5.   Ein gutes Zusammenspiel aller relevanten Akteure: Die Agenda 2030 und die SDGs sprechen nicht nur die Regierungen an. Die privatwirtschaftlichen Akteure, die Zivilgesellschaft, die Wissenschaft, Parlamente usw. sind ebenfalls gefragt, sich im Rahmen einer neuen globalen Partnerschaft bzw. im Rahmen verschiedenster Multi-stakeholder-Partnerschaften für die Umsetzung zu engagieren.

Sie haben es sicher gesehen: Wir werden diese Diskussion zu Partnerschaften in der Schweiz bereits mit einer Veranstaltung am 24. November im Kursaal Bern lancieren. Sie sind herzlich eingeladen, am Start dieses nationalen „Dialogs 2030“ teilzunehmen.

Meine Damen und Herren

Die Agenda 2030 bietet eine Vielzahl von Herausforderungen, aber auch Chancen. Wenn wir alle das Potenzial der SDGs sowie dieser fünf Erfolgsfaktoren ernst nehmen, kann die Transformation zu einer nachhaltigen Entwicklung gelingen, die wirtschaftliche, ökologische und gesellschaftliche Anliegen miteinander vereint. Wir haben heute meiner Meinung nach also genügend Grund, etwas zu feiern.
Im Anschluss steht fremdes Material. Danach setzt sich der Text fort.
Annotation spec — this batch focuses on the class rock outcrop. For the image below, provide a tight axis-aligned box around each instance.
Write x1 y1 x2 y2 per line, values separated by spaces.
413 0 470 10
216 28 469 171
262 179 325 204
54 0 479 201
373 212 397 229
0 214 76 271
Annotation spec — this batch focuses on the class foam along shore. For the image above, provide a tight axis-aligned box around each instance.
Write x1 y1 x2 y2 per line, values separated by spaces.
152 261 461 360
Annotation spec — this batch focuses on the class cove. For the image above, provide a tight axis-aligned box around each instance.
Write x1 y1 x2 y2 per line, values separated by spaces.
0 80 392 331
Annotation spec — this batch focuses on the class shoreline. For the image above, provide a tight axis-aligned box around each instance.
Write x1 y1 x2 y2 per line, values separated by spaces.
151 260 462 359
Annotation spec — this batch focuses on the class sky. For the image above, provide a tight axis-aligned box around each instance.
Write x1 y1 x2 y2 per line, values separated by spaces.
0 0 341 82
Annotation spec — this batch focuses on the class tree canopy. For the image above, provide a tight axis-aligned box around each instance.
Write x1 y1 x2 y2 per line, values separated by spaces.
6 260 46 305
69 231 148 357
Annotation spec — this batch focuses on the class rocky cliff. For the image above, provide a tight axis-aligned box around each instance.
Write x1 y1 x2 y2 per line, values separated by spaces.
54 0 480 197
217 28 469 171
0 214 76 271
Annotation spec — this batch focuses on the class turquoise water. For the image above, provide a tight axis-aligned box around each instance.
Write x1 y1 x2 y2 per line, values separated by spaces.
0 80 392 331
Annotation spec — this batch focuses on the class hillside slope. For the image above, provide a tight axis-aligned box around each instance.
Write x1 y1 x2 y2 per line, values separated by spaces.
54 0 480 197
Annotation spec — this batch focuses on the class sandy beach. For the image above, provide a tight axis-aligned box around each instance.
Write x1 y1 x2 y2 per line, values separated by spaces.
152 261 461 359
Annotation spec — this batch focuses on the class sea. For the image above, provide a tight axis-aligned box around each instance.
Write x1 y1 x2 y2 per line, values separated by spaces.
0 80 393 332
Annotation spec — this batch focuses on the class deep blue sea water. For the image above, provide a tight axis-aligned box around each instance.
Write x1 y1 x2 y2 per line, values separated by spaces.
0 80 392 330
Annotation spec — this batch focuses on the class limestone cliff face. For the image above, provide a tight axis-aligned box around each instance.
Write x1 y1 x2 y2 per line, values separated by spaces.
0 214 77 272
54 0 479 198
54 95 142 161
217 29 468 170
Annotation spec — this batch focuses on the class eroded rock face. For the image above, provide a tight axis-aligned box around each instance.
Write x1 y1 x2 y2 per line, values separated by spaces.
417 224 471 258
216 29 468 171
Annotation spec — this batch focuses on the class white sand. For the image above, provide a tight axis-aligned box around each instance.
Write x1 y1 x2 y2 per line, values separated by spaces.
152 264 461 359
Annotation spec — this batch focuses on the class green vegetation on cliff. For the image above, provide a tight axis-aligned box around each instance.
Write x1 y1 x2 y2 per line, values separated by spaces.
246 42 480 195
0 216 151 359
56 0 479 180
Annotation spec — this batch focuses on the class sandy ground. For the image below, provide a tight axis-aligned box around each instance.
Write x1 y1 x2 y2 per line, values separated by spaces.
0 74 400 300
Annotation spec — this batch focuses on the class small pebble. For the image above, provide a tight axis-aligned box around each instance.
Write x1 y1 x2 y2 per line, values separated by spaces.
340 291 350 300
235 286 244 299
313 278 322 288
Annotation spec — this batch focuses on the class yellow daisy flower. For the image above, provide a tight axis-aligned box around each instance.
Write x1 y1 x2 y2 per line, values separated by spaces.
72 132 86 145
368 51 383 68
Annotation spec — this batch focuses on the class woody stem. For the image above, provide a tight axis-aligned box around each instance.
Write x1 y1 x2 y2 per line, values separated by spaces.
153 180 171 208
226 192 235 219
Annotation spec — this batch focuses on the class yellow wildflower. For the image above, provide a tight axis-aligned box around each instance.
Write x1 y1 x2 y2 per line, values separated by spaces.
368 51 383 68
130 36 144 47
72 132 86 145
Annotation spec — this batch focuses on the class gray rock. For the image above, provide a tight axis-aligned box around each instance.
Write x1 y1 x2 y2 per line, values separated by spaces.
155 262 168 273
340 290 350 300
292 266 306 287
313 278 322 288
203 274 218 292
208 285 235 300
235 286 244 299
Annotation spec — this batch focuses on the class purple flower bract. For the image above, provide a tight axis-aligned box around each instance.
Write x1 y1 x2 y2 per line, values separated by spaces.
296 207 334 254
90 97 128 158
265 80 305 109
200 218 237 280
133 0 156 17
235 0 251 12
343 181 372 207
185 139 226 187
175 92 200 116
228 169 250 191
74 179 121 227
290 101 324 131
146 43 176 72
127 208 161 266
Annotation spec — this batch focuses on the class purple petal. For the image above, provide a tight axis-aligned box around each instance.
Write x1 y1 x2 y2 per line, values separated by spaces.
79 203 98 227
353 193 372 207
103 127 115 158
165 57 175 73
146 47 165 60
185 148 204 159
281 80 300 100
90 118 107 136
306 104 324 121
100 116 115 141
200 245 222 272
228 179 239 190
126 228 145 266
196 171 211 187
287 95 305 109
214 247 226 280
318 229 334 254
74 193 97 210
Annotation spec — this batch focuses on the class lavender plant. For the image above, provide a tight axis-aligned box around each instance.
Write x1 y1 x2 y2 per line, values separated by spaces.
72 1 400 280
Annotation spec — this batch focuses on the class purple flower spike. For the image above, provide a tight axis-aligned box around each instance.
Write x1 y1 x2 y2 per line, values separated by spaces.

Nicht nur um den Erfolg des Abkommens und des Schweizer Engagements zu würdigen, sondern auch um den Aufbruch in eine neue, (hoffentlich) nachhaltige Ära einzuläuten.

Ich freue mich auf eine anregende Veranstaltung, an der (wie immer) auch Sie Ihre Ideen und Meinungen einbringen sollen. Ich wiederhole: Ohne Ihre Beiträge und Anliegen wäre auch der Schweizer Verhandlungserfolg nicht möglich gewesen. Die gemeinsam mit Ihnen erarbeitete Schweizer Position, hat unser Verhandlungsengagement in den vergangenen drei Jahren erfolgreich geleitet. Aber darüber wird nun Michael Gerber weiter ausführen.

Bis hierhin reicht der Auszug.